The demo takes a 4d nifti as input and creates a 3d nifti output image in which the value in each voxel is the classification accuracy of the voxel's searchlight. The code creates iterative-shell shaped searchlights, but can be altered for other shapes.
The code performs two preliminary steps before doing the searchlight analysis. These just need to be done once for each dataset (e.g. if multiple subjects have been spatially normalized, all use the same lookup and 3d files). The first creates a 3d.rds file, which assigns an integer to each brain voxel and serves to go between each voxel's 3d coordinates and the list of searchlight surrounds, which is stored in a lookup table. Each row of the lookup table corresponds to the brain voxel integer labels stored in 3d.rds; the columns list the voxel-name integers making up the searchlight for that row's voxel. The searchlight analysis proceeds by going through each voxel in turn, looking up its searchlight voxels in the lookup table, pulling the values for those voxels from the 4d input image, then writing the classification accuracy into the voxel's place in the 3d output image.
I hope that this code and/or logic is useful for people setting up their own searchlight analyses, whether in R or another language. I believe that most searchlight analysis implementations use a similar logic, though some others are probably more optimized for speed! If you give it a try, please let me know how it goes.
I created the demo dataset from a little bit of a real dataset, labeling volumes to have strong information in motor and visual areas.
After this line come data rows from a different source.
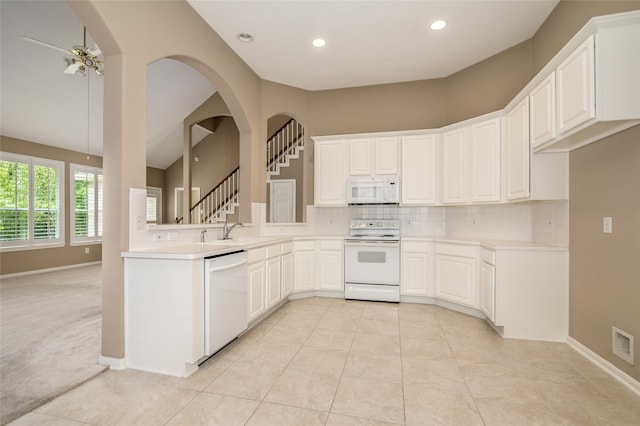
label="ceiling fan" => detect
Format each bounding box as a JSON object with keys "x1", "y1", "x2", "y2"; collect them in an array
[{"x1": 22, "y1": 27, "x2": 104, "y2": 77}]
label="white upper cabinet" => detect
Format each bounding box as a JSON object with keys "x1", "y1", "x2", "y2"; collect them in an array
[
  {"x1": 556, "y1": 35, "x2": 596, "y2": 134},
  {"x1": 314, "y1": 140, "x2": 348, "y2": 206},
  {"x1": 529, "y1": 72, "x2": 556, "y2": 148},
  {"x1": 442, "y1": 127, "x2": 469, "y2": 204},
  {"x1": 400, "y1": 134, "x2": 440, "y2": 205},
  {"x1": 505, "y1": 97, "x2": 531, "y2": 201},
  {"x1": 348, "y1": 136, "x2": 400, "y2": 176},
  {"x1": 471, "y1": 118, "x2": 501, "y2": 203}
]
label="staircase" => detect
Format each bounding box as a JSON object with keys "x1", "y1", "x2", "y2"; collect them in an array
[
  {"x1": 191, "y1": 167, "x2": 240, "y2": 224},
  {"x1": 267, "y1": 118, "x2": 304, "y2": 182}
]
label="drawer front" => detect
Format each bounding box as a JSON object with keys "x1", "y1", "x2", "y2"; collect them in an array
[
  {"x1": 400, "y1": 241, "x2": 429, "y2": 253},
  {"x1": 267, "y1": 244, "x2": 281, "y2": 259},
  {"x1": 293, "y1": 241, "x2": 316, "y2": 251},
  {"x1": 318, "y1": 240, "x2": 344, "y2": 250},
  {"x1": 247, "y1": 247, "x2": 266, "y2": 263},
  {"x1": 436, "y1": 244, "x2": 478, "y2": 257}
]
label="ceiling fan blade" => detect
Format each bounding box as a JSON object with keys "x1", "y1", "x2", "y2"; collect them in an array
[
  {"x1": 89, "y1": 44, "x2": 102, "y2": 56},
  {"x1": 64, "y1": 61, "x2": 82, "y2": 74},
  {"x1": 22, "y1": 36, "x2": 73, "y2": 55}
]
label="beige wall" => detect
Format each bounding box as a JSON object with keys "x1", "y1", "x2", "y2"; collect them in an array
[
  {"x1": 0, "y1": 136, "x2": 102, "y2": 275},
  {"x1": 569, "y1": 126, "x2": 640, "y2": 380}
]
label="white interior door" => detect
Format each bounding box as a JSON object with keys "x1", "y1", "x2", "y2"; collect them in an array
[{"x1": 269, "y1": 179, "x2": 296, "y2": 223}]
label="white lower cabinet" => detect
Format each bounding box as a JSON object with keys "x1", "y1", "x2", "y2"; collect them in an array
[
  {"x1": 293, "y1": 240, "x2": 315, "y2": 292},
  {"x1": 435, "y1": 243, "x2": 477, "y2": 308},
  {"x1": 247, "y1": 248, "x2": 267, "y2": 322},
  {"x1": 400, "y1": 240, "x2": 431, "y2": 296},
  {"x1": 317, "y1": 239, "x2": 344, "y2": 291},
  {"x1": 480, "y1": 248, "x2": 496, "y2": 323},
  {"x1": 280, "y1": 243, "x2": 293, "y2": 299}
]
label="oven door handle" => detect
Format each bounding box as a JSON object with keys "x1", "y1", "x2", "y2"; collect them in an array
[{"x1": 344, "y1": 239, "x2": 400, "y2": 247}]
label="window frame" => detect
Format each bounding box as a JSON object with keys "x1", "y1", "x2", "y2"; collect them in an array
[
  {"x1": 0, "y1": 151, "x2": 66, "y2": 252},
  {"x1": 69, "y1": 163, "x2": 104, "y2": 246}
]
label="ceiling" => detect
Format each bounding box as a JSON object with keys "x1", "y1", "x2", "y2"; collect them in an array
[{"x1": 0, "y1": 0, "x2": 558, "y2": 168}]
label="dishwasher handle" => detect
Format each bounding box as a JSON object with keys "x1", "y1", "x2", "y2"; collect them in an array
[{"x1": 209, "y1": 260, "x2": 249, "y2": 272}]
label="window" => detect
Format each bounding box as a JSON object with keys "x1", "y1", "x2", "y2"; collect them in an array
[
  {"x1": 147, "y1": 186, "x2": 162, "y2": 225},
  {"x1": 0, "y1": 153, "x2": 64, "y2": 249},
  {"x1": 70, "y1": 164, "x2": 102, "y2": 244}
]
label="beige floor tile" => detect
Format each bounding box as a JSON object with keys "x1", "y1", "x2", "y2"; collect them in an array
[
  {"x1": 303, "y1": 328, "x2": 355, "y2": 351},
  {"x1": 476, "y1": 398, "x2": 572, "y2": 426},
  {"x1": 404, "y1": 383, "x2": 483, "y2": 426},
  {"x1": 402, "y1": 357, "x2": 466, "y2": 388},
  {"x1": 167, "y1": 392, "x2": 260, "y2": 426},
  {"x1": 205, "y1": 361, "x2": 283, "y2": 401},
  {"x1": 351, "y1": 332, "x2": 401, "y2": 356},
  {"x1": 36, "y1": 370, "x2": 197, "y2": 425},
  {"x1": 247, "y1": 402, "x2": 328, "y2": 426},
  {"x1": 9, "y1": 412, "x2": 86, "y2": 426},
  {"x1": 400, "y1": 321, "x2": 445, "y2": 340},
  {"x1": 238, "y1": 340, "x2": 300, "y2": 368},
  {"x1": 356, "y1": 314, "x2": 400, "y2": 336},
  {"x1": 317, "y1": 312, "x2": 359, "y2": 332},
  {"x1": 343, "y1": 352, "x2": 402, "y2": 383},
  {"x1": 400, "y1": 337, "x2": 453, "y2": 359},
  {"x1": 288, "y1": 346, "x2": 349, "y2": 376},
  {"x1": 331, "y1": 377, "x2": 404, "y2": 424},
  {"x1": 264, "y1": 368, "x2": 340, "y2": 411},
  {"x1": 327, "y1": 413, "x2": 397, "y2": 426}
]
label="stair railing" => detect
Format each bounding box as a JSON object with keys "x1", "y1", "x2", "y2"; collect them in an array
[
  {"x1": 177, "y1": 167, "x2": 240, "y2": 224},
  {"x1": 267, "y1": 118, "x2": 304, "y2": 173}
]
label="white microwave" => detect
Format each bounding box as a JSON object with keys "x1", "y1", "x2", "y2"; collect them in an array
[{"x1": 347, "y1": 175, "x2": 400, "y2": 204}]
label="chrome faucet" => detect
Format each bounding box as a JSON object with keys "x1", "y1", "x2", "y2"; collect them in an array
[{"x1": 222, "y1": 219, "x2": 244, "y2": 240}]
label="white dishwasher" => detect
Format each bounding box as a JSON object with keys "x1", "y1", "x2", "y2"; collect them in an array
[{"x1": 204, "y1": 251, "x2": 249, "y2": 356}]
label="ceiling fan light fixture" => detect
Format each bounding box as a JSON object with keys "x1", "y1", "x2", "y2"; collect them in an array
[
  {"x1": 429, "y1": 19, "x2": 447, "y2": 31},
  {"x1": 236, "y1": 33, "x2": 253, "y2": 43},
  {"x1": 311, "y1": 38, "x2": 327, "y2": 47}
]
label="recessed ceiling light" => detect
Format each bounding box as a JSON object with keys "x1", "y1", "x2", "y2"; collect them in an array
[
  {"x1": 237, "y1": 33, "x2": 253, "y2": 43},
  {"x1": 431, "y1": 19, "x2": 447, "y2": 31},
  {"x1": 311, "y1": 38, "x2": 327, "y2": 47}
]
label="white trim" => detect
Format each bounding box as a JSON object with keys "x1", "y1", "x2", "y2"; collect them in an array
[
  {"x1": 98, "y1": 355, "x2": 127, "y2": 370},
  {"x1": 0, "y1": 260, "x2": 102, "y2": 279},
  {"x1": 567, "y1": 336, "x2": 640, "y2": 395}
]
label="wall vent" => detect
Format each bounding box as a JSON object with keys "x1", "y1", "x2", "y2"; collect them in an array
[{"x1": 611, "y1": 327, "x2": 633, "y2": 365}]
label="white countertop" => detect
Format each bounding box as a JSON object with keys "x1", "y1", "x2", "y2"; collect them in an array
[{"x1": 122, "y1": 235, "x2": 567, "y2": 260}]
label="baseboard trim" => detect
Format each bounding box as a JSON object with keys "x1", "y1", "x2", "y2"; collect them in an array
[
  {"x1": 567, "y1": 336, "x2": 640, "y2": 395},
  {"x1": 0, "y1": 260, "x2": 102, "y2": 279},
  {"x1": 98, "y1": 355, "x2": 127, "y2": 370}
]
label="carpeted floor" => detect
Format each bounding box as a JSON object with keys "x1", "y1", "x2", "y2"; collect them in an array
[{"x1": 0, "y1": 265, "x2": 106, "y2": 425}]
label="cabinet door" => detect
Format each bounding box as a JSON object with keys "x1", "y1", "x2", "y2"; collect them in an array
[
  {"x1": 436, "y1": 255, "x2": 476, "y2": 307},
  {"x1": 400, "y1": 135, "x2": 439, "y2": 205},
  {"x1": 556, "y1": 35, "x2": 596, "y2": 134},
  {"x1": 319, "y1": 250, "x2": 344, "y2": 290},
  {"x1": 400, "y1": 241, "x2": 429, "y2": 296},
  {"x1": 314, "y1": 140, "x2": 346, "y2": 206},
  {"x1": 373, "y1": 137, "x2": 400, "y2": 175},
  {"x1": 293, "y1": 250, "x2": 315, "y2": 291},
  {"x1": 480, "y1": 262, "x2": 496, "y2": 324},
  {"x1": 442, "y1": 127, "x2": 468, "y2": 204},
  {"x1": 281, "y1": 253, "x2": 293, "y2": 299},
  {"x1": 248, "y1": 261, "x2": 266, "y2": 322},
  {"x1": 471, "y1": 118, "x2": 501, "y2": 203},
  {"x1": 267, "y1": 256, "x2": 282, "y2": 309},
  {"x1": 348, "y1": 139, "x2": 374, "y2": 176},
  {"x1": 529, "y1": 72, "x2": 556, "y2": 148},
  {"x1": 506, "y1": 97, "x2": 531, "y2": 200}
]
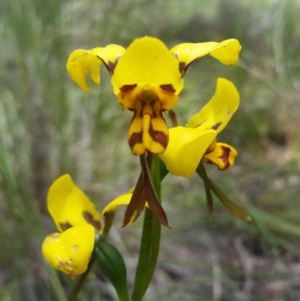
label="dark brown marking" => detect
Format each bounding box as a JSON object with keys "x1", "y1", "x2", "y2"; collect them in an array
[
  {"x1": 106, "y1": 61, "x2": 117, "y2": 74},
  {"x1": 149, "y1": 119, "x2": 169, "y2": 148},
  {"x1": 82, "y1": 211, "x2": 101, "y2": 230},
  {"x1": 211, "y1": 122, "x2": 222, "y2": 130},
  {"x1": 59, "y1": 222, "x2": 72, "y2": 231},
  {"x1": 179, "y1": 62, "x2": 187, "y2": 76},
  {"x1": 128, "y1": 133, "x2": 143, "y2": 149},
  {"x1": 120, "y1": 84, "x2": 137, "y2": 93},
  {"x1": 159, "y1": 84, "x2": 176, "y2": 93},
  {"x1": 219, "y1": 145, "x2": 231, "y2": 169}
]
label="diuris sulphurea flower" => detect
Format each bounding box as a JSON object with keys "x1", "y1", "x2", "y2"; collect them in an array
[
  {"x1": 67, "y1": 36, "x2": 241, "y2": 155},
  {"x1": 42, "y1": 174, "x2": 131, "y2": 278}
]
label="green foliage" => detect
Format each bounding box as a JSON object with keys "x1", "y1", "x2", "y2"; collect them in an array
[{"x1": 0, "y1": 0, "x2": 300, "y2": 301}]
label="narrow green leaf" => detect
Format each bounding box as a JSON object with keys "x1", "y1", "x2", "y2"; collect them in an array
[
  {"x1": 94, "y1": 236, "x2": 129, "y2": 301},
  {"x1": 208, "y1": 178, "x2": 252, "y2": 221}
]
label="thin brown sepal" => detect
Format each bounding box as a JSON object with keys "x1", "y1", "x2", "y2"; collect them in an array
[
  {"x1": 122, "y1": 155, "x2": 170, "y2": 228},
  {"x1": 141, "y1": 154, "x2": 171, "y2": 228},
  {"x1": 122, "y1": 172, "x2": 146, "y2": 227}
]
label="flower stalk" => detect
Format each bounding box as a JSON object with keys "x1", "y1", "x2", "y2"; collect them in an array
[{"x1": 132, "y1": 156, "x2": 161, "y2": 301}]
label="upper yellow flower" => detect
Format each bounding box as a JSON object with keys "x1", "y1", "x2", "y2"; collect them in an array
[
  {"x1": 42, "y1": 174, "x2": 131, "y2": 277},
  {"x1": 67, "y1": 36, "x2": 241, "y2": 155},
  {"x1": 160, "y1": 78, "x2": 240, "y2": 177}
]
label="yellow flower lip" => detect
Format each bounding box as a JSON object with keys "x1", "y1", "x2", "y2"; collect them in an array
[
  {"x1": 47, "y1": 174, "x2": 101, "y2": 231},
  {"x1": 42, "y1": 224, "x2": 95, "y2": 278},
  {"x1": 138, "y1": 84, "x2": 158, "y2": 104},
  {"x1": 42, "y1": 174, "x2": 131, "y2": 278}
]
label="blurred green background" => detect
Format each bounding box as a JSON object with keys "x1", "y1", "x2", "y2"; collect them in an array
[{"x1": 0, "y1": 0, "x2": 300, "y2": 301}]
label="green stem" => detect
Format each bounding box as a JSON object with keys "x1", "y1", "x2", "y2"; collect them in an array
[
  {"x1": 68, "y1": 257, "x2": 95, "y2": 301},
  {"x1": 132, "y1": 156, "x2": 161, "y2": 301},
  {"x1": 197, "y1": 162, "x2": 214, "y2": 217}
]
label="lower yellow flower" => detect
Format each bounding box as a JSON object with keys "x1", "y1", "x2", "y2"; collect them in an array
[
  {"x1": 42, "y1": 174, "x2": 131, "y2": 278},
  {"x1": 160, "y1": 78, "x2": 239, "y2": 177}
]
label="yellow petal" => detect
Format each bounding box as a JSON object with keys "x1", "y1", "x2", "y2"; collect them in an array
[
  {"x1": 186, "y1": 78, "x2": 240, "y2": 133},
  {"x1": 47, "y1": 174, "x2": 101, "y2": 231},
  {"x1": 204, "y1": 142, "x2": 237, "y2": 170},
  {"x1": 90, "y1": 44, "x2": 125, "y2": 73},
  {"x1": 112, "y1": 36, "x2": 183, "y2": 95},
  {"x1": 160, "y1": 126, "x2": 217, "y2": 177},
  {"x1": 42, "y1": 224, "x2": 95, "y2": 277},
  {"x1": 66, "y1": 44, "x2": 125, "y2": 91},
  {"x1": 171, "y1": 39, "x2": 242, "y2": 74},
  {"x1": 66, "y1": 49, "x2": 102, "y2": 91}
]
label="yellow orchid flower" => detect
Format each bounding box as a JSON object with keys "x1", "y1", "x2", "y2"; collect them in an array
[
  {"x1": 42, "y1": 174, "x2": 131, "y2": 278},
  {"x1": 67, "y1": 36, "x2": 241, "y2": 155},
  {"x1": 160, "y1": 78, "x2": 239, "y2": 177}
]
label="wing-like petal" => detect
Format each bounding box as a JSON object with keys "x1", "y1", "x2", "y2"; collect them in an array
[
  {"x1": 186, "y1": 78, "x2": 240, "y2": 133},
  {"x1": 47, "y1": 174, "x2": 101, "y2": 231},
  {"x1": 171, "y1": 39, "x2": 242, "y2": 75},
  {"x1": 160, "y1": 126, "x2": 217, "y2": 177},
  {"x1": 42, "y1": 224, "x2": 95, "y2": 278}
]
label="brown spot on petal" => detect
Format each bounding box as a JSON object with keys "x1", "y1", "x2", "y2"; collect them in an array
[
  {"x1": 211, "y1": 122, "x2": 222, "y2": 131},
  {"x1": 72, "y1": 245, "x2": 79, "y2": 253},
  {"x1": 106, "y1": 61, "x2": 117, "y2": 74},
  {"x1": 179, "y1": 62, "x2": 187, "y2": 76},
  {"x1": 59, "y1": 222, "x2": 72, "y2": 231},
  {"x1": 159, "y1": 84, "x2": 176, "y2": 93},
  {"x1": 82, "y1": 211, "x2": 101, "y2": 231},
  {"x1": 149, "y1": 124, "x2": 169, "y2": 149},
  {"x1": 120, "y1": 84, "x2": 137, "y2": 93},
  {"x1": 219, "y1": 145, "x2": 231, "y2": 170},
  {"x1": 128, "y1": 132, "x2": 143, "y2": 149}
]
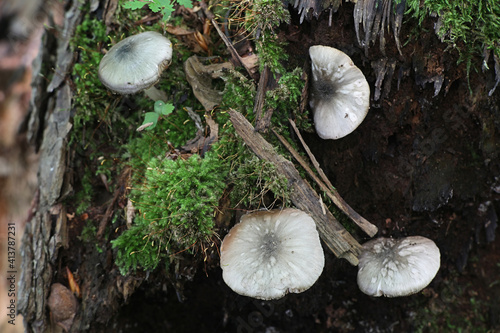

This is what my final searchlight accuracy map looked like, plotted on the ch2bet template in MRIcroN and scaled for accuracies of 0.5 to 1.
UPDATE 13 May 2015The searchlight demo code above has code for creating searchlights shaped as iterative shells. It is now perhaps most common to make "spherical" searchlights, so this updated searchlight demo has code to create searchlights of the same shape as used by pyMVPA, BrainVoyager, and the Princeton toolbox. I also cleaned up a few comments, and changed the lookup table and 3d image to plain text and NIfTI, instead of .rds, for access in multiple programs, not just R.
This shows the accuracy maps produced from this little demo dataset using 2-voxel radius searchlights, shaped as iterative shells (right) and "spheres" (left). The areas with the highest accuracies are the same in both, as we'd hoped, but the accuracies tend to be a bit higher on the right (shells), likely because 2-voxel radius spherical searchlights are smaller (have fewer voxels) than 2-voxel radius iterative shell searchlights. (Note that this doesn't mean one shape is better than the other, they're simply different shapes, and it's probably best for consistency that we all use the same shape, which means spheres.)